Présentée par Marisol Touraine comme un « progrès démocratique majeur », cette réforme prévoit l’extension de l’action de groupe aux dommages causés par les produits de santé. En clair, des procédures collectives pourront être intentées contre les industriels (producteur, fournisseur, prestataire...) en vue d’obtenir des réparations individuelles (concernant un grand nombre de patients victimes de dommages). Une éventualité saluée par les associations mais qui pourrait contribuer à la judiciarisation accrue du secteur.
Lors d’un débat à l’initiative de l’association des cadres de l’industrie pharmaceutique (ACIP), les professionnels du médicament ont passé en revue les implications de cette réforme inspirée du droit anglo-saxon. Leur point de vue est résumé d’une simple phrase par Blandine Fauran, directrice juridique du LEEM (Les Entreprises du médicament) : « Les entreprises peuvent difficilement être favorables à des actions de groupe dont on connaît les dérives ». Les industriels constatent, ajoute-t-elle, que ces procédures collectives ont toujours entraîné des problèmes collatéraux dans les pays où elles ont été autorisées : multiplication des contentieux, forte judiciarisation, dommages en termes d’image…
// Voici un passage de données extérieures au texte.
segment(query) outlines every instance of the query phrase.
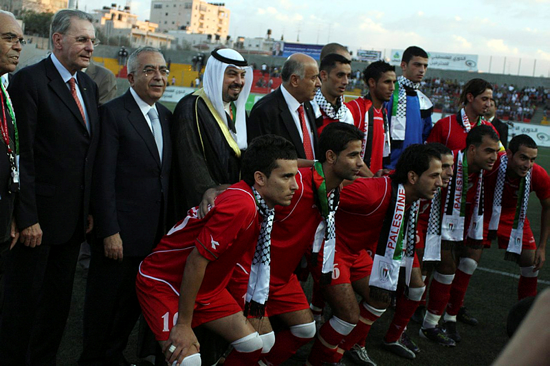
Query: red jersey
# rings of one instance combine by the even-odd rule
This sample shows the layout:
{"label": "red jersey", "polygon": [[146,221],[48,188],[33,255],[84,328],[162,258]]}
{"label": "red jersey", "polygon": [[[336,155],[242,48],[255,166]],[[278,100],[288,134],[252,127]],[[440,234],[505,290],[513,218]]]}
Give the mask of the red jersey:
{"label": "red jersey", "polygon": [[223,290],[243,255],[253,255],[262,216],[250,186],[241,181],[216,198],[202,219],[197,207],[189,210],[142,262],[142,275],[168,284],[179,293],[186,262],[193,248],[210,261],[206,266],[197,302],[206,303]]}
{"label": "red jersey", "polygon": [[391,190],[388,176],[358,178],[344,187],[336,210],[336,251],[344,246],[352,253],[376,252]]}
{"label": "red jersey", "polygon": [[[494,190],[496,186],[496,177],[498,175],[500,163],[500,159],[499,155],[499,158],[495,163],[493,170],[487,172],[484,177],[485,211],[483,216],[483,237],[485,238],[489,231],[489,222],[491,221],[491,214],[493,211],[493,198],[494,198]],[[532,169],[529,192],[534,192],[539,200],[545,200],[550,197],[550,177],[548,176],[548,173],[544,170],[544,168],[538,164],[534,164]],[[508,174],[506,174],[504,179],[503,199],[501,201],[502,210],[497,233],[499,237],[505,238],[506,240],[509,240],[510,232],[514,225],[520,182],[521,179],[520,178],[512,179],[508,176]],[[529,233],[531,232],[529,219],[525,218],[525,222],[523,225],[524,242],[527,242],[529,240],[529,238],[526,238],[526,236],[530,235]]]}
{"label": "red jersey", "polygon": [[[439,142],[451,150],[466,148],[466,136],[468,133],[457,120],[457,118],[461,118],[459,113],[448,115],[437,121],[426,141]],[[490,126],[496,132],[491,122],[482,119],[481,124]],[[496,132],[496,134],[498,135],[498,133]]]}
{"label": "red jersey", "polygon": [[365,131],[365,124],[368,124],[367,134],[363,144],[364,156],[363,159],[373,172],[382,168],[384,144],[384,119],[386,110],[382,107],[377,111],[370,99],[362,97],[346,103],[355,127]]}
Le lien de causalité, difficulté permanente
Michèle Anahory, avocate associée au cabinet DLA Piper, décortique les effets du projet de loi. Elle juge d’abord que celui-ci risque de ne pas atteindre son objectif affiché, à savoir la simplification et l’accélération des procédures d’indemnisation des victimes. En effet, explique cette spécialiste du droit de la santé, des problèmes surgiront à toutes les étapes de la procédure de class action : détermination de la juridiction compétente, qualification du manquement éventuel dont l’industriel est soupçonné, mécanismes de publicité, rattachement des victimes à la procédure d’indemnisation. Autant d’occasions de compliquer et d’allonger le traitement des affaires.
Mais il y a pire. « Le gros problème sera l’établissement du lien de causalité », prévient Michèle Anahory. Car même dans le cadre d’une procédure collective en réparation des préjudices (pour des usagers placés dans une situation identique ou similaire), il faudra bien, une fois la responsabilité de l’industriel établie, identifier clairement les dommages corporels individuels. Et le Dr Michel Hannoun, président de l’ACIP, de soupirer :
« On avait bien le sentiment qu’une usine à gaz… ».
La voix des patients
Vincent Perrot, chargé de mission santé dans une association nationale d’usagers, la CLCV (consommation, logement et cadre de vie), est très partisan des actions de groupe en santé. Pour lui, il ne fait aucun doute que si ces procédures collectives avaient été possibles dans les affaires du Mediator et du Distilbène, cela aurait grandement simplifié et accéléré le traitement des dossiers, assure-t-il au « Quotidien ». Ce militant plaide pour l’extension de l’action de groupe à d’autres secteurs : risques liés à l’alimentation, dommages environnementaux et même infections nosocomiales.